NEW LIFE Margot, who was recently adopted from Mayo animal-rescue charity North West SPCA. Pic: Anne-Marie Flynn
An Cailín Rua
Recently, I succumbed to my inevitable destiny and became a cat owner. This column is an ode to the cat.
My amateur self-analysis indicates that the adoption decision was a direct consequence of the Covid lockdowns; a vow that never again will I find myself confined for weeks to a house with only myself to talk to.
I’ve always wanted a dog, but dogs need love, walks, gardens and lots of company; I lack the garden and the time.
I’ve always been slightly cynical about cats, but simultaneously impressed with their extreme independence, high self-regard, sound judgement of character and power to convey absolute disdain with a single glance. All things to which I strongly aspire. And I figured the time was right to take on a bit more responsibility in my life. Even if it was just a cat.

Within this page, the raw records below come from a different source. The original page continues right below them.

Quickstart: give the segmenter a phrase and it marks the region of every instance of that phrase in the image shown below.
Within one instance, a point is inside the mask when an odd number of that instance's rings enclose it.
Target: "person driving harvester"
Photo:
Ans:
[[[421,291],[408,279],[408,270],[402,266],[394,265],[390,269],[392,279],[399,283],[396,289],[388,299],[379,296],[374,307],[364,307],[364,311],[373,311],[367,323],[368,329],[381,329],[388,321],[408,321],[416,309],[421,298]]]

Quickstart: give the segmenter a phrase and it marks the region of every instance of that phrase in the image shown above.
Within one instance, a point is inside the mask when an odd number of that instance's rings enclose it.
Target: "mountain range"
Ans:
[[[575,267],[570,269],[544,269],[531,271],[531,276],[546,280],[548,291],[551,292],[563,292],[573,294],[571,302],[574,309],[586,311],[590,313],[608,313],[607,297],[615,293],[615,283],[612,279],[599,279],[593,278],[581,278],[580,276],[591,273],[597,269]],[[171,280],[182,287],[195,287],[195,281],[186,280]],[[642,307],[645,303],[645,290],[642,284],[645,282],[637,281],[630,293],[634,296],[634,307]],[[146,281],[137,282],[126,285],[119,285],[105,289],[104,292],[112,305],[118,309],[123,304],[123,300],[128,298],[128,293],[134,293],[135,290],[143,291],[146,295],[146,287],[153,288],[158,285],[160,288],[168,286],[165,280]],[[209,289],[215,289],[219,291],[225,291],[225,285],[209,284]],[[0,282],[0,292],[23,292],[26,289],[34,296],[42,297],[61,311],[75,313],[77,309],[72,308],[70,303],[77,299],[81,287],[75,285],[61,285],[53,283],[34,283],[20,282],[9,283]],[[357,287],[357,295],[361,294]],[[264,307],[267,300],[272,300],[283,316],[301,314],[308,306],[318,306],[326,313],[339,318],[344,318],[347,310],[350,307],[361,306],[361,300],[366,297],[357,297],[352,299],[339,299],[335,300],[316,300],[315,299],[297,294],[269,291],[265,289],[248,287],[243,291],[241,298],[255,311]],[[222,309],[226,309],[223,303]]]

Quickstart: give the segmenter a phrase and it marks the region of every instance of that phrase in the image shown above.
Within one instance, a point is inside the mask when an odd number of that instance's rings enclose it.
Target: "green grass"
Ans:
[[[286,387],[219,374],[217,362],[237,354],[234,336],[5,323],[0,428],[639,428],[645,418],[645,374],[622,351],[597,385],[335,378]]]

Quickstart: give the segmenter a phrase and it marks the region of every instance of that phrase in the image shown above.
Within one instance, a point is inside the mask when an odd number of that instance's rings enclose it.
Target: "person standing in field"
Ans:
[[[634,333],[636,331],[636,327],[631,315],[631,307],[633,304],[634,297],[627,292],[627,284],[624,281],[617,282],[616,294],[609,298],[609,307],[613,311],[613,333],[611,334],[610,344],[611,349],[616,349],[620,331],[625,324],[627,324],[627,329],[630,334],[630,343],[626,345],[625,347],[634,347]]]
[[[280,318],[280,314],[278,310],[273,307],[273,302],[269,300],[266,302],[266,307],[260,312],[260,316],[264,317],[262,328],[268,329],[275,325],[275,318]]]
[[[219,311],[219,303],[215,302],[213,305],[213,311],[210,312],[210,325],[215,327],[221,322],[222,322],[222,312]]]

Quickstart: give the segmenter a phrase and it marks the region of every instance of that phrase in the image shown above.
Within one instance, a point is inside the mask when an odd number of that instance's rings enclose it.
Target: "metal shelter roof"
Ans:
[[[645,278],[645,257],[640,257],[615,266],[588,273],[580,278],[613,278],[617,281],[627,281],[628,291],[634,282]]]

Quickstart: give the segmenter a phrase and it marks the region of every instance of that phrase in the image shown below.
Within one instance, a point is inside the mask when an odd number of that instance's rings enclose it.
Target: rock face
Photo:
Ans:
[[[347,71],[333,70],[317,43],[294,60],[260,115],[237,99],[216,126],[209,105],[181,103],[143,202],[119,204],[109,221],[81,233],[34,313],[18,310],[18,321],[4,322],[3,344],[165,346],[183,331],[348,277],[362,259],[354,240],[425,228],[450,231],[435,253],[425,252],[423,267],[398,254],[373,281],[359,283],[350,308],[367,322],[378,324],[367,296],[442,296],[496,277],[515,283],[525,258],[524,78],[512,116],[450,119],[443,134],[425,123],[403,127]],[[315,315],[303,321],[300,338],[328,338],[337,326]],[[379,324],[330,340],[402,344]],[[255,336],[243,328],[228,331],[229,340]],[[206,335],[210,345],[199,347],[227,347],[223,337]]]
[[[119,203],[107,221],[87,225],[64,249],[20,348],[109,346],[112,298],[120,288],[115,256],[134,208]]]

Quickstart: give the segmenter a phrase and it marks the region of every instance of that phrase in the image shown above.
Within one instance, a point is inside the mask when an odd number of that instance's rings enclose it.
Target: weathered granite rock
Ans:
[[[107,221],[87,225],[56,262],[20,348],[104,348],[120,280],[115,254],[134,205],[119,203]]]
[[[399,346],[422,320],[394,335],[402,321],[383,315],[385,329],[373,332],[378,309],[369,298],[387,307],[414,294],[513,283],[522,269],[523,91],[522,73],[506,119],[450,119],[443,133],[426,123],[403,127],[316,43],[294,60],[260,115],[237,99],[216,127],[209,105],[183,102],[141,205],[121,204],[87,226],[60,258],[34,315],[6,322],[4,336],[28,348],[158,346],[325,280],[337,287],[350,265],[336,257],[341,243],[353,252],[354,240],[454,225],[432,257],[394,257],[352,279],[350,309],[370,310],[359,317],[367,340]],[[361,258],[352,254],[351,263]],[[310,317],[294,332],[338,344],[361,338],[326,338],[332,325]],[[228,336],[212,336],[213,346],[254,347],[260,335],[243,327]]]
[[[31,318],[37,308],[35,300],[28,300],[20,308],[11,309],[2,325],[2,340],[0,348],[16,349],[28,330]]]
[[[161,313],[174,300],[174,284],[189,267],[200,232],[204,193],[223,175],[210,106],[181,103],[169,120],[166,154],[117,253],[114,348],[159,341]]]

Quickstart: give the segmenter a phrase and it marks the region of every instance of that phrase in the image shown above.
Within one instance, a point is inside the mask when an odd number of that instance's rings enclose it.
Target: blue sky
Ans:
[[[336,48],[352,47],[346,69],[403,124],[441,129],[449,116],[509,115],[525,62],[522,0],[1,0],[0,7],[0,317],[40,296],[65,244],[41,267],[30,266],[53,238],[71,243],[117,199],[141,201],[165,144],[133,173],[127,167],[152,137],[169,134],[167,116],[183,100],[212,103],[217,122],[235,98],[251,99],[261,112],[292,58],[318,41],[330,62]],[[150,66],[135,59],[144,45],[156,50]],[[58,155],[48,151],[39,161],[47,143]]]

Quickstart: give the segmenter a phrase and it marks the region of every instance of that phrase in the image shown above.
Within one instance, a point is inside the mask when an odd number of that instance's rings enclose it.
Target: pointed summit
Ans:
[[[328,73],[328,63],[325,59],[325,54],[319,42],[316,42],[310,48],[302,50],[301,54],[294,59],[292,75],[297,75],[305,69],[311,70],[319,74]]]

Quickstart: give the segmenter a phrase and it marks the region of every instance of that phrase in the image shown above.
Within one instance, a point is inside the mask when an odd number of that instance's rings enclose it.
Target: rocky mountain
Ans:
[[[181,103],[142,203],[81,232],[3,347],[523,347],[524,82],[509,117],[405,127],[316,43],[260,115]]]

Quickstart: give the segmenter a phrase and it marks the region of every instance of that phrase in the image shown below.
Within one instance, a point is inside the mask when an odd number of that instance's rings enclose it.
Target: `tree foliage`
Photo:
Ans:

Enter Margot. Not just a cat.
Inundated with rescue cats, local animal rescue charity North West SPCA were desperately appealing for volunteers to foster or adopt. Spotting two feline friends on their Facebook page, I ambitiously offered to adopt both. With impressive efficiency, a volunteer sent out the forms and vetted the house (and me). We both passed the test, but she gently suggested that going overnight from owning no cats to two might be unwise – but, a young tabby named ‘Tikka’ needed a home.
Before collecting her, I panic-bought a carrier, a bed, food and a bowl, a litter tray, an assortment of toys, more food, cat litter and bag of catnip (cocaine for cats). It dawned on me that owning a pet might be an expensive business.
Tikka was hiding when I arrived at her foster home, but emerged briefly and sniffed my shoes before retreating with a flourish.
She was out of sorts. Abandoned while heavily pregnant at only a few months old, she’d spent months with the vet after giving birth. Newly spayed, wormed and vaccinated – included in the NWSPCA adoption fee – she was not fond of the other felines in the foster home, and the upheaval had her a bit shook. (Who’d blame her?)
For weeks, she would only sleep on the chair under my kitchen table, where she apparently felt safe.
Most of my investments proved unnecessary. For days she would eat nothing but tiny morsels of cooked chicken. She had no interest in toys, shunned the cat bed and – quite responsibly, I felt – turned her nose up at the catnip. When she eventually ate, she would vomit with alarming frequency, so off we went to the vet.
But eventually, she settled. A graceful cat, I felt she deserved to be named after something more sophisticated than an Indian takeaway, so I called her Margot Robbie after my favourite actress.
As Margot found her paws, she found her personality. Three months on, she is highly affectionate, but only when she feels like it (like her owner).
My long-held belief that pets do not belong in beds was dismantled when I woke one night to discover a warm, purring ball of fur curled up at my feet, a favourite spot from which I don’t have the heart to dislodge her.
She is wildly curious, slowly and thoroughly inspecting any changes to her environment. She is an effective, overly enthusiastic alarm clock. She loves nothing better than a roaring fire, bouncy rubber ball or cardboard box. While her palate has matured, she still relishes a good chicken lunch. She is vastly superior to any hot water bottle. She likes company, and if she wants attention when I work from home, she will, with her tail raised, pad delicately across my keyboard inserting herself uninvited into Zoom meetings.
When settling for the evening, she will knead the blanket on my knee, or gently headbutt me to tell me she wants her head rubbed. She constantly disappoints eager family and friends when they visit with her haughty refusal to sit on their laps like she does mine. She is an excellent conversationalist. I have become a certified cat bore.
Despite being revered by ancient civilisations like the Romans and Egyptians, somewhere along the way, cats became associated with paganism, Satanism and witchcraft, and the reputational damage has stuck. But cats are good for you – owning a cat reduces the risk of heart attacks and high blood pressure, their soothing purr alleviates stress and petting a cat releases oxytocin.
Returning from work to someone who is happy to see you (but not overbearingly so) is very pleasant. She will sense if you are sad and sit quietly beside you. Margot cleans and mostly entertains herself, and like most cats, is particular about hygienic toilet practices. All traits one might expect from a prospective partner, but which don’t always materialise.
Abandoned cats could be enhancing your life too, and instead of living in shelters, could be helping reduce your heating bill. So, if you’re able, I’d highly recommend opening your home and heart to a Margot.